Two weeks in with Feynman, the open source research agent built on the Pi runtime. The short version: rough around the edges, genuinely useful.

What it does

Feynman is a CLI tool. You ask a research question, it dispatches four parallel agents: a researcher pulling from papers and the web, a reviewer running simulated peer critique, a writer producing structured output, and a verifier checking every citation and killing dead links. Every claim in the output links back to a source. That last part matters more than it sounds.

The other standout feature is feynman audit <arxiv-id>: give it a paper and it compares the stated claims against the actual public codebase. How often does published research actually match the code? Turns out, not always.

How I use it

Two patterns have stuck.

The first is gut-feeling verification. I work in software and AI. You accumulate opinions fast, and not all of them survive contact with the literature. Before I put something in writing or stake a position in a conversation, I'll run it through Feynman. Sometimes it confirms what I thought.

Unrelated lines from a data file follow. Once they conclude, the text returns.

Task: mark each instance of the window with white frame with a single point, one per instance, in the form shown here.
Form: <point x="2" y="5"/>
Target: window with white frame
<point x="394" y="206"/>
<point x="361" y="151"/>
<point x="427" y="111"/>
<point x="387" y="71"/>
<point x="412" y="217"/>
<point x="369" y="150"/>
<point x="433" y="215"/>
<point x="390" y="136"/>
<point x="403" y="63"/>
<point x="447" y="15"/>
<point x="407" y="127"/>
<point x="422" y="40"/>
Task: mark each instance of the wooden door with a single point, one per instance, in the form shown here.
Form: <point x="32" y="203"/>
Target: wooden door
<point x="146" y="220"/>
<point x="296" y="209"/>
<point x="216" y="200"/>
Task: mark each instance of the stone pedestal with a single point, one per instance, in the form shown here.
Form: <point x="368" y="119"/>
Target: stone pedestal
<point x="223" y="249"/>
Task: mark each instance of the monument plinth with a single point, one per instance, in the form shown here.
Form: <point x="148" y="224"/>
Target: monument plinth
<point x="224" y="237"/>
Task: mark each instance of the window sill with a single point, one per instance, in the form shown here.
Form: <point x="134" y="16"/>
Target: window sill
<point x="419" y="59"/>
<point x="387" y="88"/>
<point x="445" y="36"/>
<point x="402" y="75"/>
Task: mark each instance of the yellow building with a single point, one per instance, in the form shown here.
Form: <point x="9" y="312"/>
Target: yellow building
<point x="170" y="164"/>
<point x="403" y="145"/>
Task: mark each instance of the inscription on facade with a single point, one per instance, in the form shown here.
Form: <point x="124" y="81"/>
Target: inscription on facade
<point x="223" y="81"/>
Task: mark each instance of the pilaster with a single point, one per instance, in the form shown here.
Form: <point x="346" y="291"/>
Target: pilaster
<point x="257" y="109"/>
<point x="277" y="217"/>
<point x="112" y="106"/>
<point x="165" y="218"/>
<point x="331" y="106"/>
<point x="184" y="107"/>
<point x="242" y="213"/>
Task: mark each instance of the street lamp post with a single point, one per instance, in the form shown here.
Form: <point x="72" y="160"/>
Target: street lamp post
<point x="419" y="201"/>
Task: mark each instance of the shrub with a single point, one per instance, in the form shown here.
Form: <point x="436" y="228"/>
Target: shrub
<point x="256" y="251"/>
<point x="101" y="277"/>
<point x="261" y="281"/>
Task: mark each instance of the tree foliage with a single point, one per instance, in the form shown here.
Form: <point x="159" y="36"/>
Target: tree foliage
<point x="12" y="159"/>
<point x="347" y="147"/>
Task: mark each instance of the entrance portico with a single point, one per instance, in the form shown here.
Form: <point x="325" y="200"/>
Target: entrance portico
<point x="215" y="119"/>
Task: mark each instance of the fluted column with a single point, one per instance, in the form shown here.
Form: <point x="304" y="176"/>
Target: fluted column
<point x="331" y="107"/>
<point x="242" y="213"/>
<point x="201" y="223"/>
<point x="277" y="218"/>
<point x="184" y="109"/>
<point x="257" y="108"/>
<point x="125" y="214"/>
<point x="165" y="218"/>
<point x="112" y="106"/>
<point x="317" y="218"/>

Sometimes it finds a paper that reframes the question entirely. Either way I come out better informed than I went in.

The second is writing support. When I am drafting something and need a citation I am typically too lazy and go with gut feeling. Feynman changes that for someone like me. Now I ask Feynman. The verifier agent means I am not getting hallucinated references. That is a real change in how much I trust the tool versus how much I trust my own search habits.

The rough edges

It is a young project. The main friction I hit: subagents do not automatically inherit the LLM provider of the main agent. If you are running against anything other than Anthropic, subagents silently fall back, hit a missing API key, and fail. You do not always notice immediately.

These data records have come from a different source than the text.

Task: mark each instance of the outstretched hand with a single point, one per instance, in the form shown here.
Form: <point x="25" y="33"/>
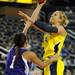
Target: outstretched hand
<point x="42" y="3"/>
<point x="24" y="16"/>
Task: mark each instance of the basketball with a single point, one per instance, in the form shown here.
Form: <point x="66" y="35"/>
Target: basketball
<point x="40" y="1"/>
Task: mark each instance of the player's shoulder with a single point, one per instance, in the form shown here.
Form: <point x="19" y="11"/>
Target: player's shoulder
<point x="61" y="30"/>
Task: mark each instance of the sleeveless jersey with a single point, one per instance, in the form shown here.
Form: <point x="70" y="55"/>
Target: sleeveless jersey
<point x="20" y="68"/>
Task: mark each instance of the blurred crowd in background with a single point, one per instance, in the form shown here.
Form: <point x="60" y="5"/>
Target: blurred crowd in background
<point x="10" y="24"/>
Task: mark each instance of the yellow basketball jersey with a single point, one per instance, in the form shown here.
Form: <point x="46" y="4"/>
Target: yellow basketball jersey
<point x="53" y="43"/>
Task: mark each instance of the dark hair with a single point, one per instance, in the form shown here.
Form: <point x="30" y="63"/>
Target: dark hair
<point x="19" y="40"/>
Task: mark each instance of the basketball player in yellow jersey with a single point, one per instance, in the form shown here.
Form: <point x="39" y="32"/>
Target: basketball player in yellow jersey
<point x="54" y="38"/>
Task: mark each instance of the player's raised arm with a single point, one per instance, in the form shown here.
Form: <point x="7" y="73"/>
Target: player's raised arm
<point x="33" y="17"/>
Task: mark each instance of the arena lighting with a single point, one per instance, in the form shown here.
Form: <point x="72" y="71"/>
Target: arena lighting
<point x="24" y="1"/>
<point x="18" y="1"/>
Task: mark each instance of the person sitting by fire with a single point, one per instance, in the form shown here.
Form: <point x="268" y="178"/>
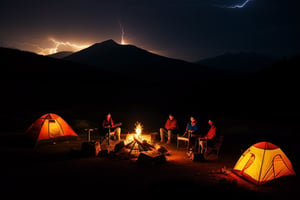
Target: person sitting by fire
<point x="170" y="128"/>
<point x="192" y="132"/>
<point x="110" y="128"/>
<point x="209" y="138"/>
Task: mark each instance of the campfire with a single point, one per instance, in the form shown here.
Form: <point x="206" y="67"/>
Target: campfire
<point x="137" y="142"/>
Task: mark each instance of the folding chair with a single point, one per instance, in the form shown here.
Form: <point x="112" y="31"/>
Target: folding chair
<point x="184" y="139"/>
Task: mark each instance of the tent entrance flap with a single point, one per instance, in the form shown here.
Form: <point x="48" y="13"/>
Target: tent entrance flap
<point x="55" y="129"/>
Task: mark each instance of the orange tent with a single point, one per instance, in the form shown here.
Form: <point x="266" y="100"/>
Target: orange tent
<point x="263" y="162"/>
<point x="49" y="127"/>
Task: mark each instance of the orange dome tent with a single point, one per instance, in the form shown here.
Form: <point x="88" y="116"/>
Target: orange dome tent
<point x="263" y="162"/>
<point x="49" y="127"/>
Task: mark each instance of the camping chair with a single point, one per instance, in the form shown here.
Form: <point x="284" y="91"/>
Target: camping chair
<point x="184" y="139"/>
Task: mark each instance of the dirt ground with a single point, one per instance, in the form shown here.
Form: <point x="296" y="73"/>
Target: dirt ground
<point x="61" y="171"/>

Two things cause this. First, Pi does not expand environment variables in agent frontmatter. If an agent file says model: ${OPENAI_MODEL}, Pi reads that as the literal string, not your configured provider. Second, Pi-subagents only looks for agent definitions in specific paths (.agents/ or .pi/agents/). If agents end up anywhere else, Pi falls back to its own bundled definitions, which hardcode anthropic/claude-sonnet-4-6. That is where the missing API key error comes from, even when you have a different provider set up correctly.

The fix is to expand env vars at bootstrap time, before agent files are written to the path Pi actually searches. The file lands with the model string already baked in, not a placeholder. Feynman does not do this yet out of the box.

When subagents fail, Feynman degrades to the main agent or whichever agent has a working pipeline. The system prompt may not be optimised for the task, but the output is still useful. I have a fork that wires this up properly and adds parallel-cli as the search backend. If you run into the same issue, it might save you some time.

Worth it

The project has the right idea about what matters in a research tool: source-grounded output, not plausible-sounding summaries. For a two week old piece of software it is further along than I expected. I will keep using it.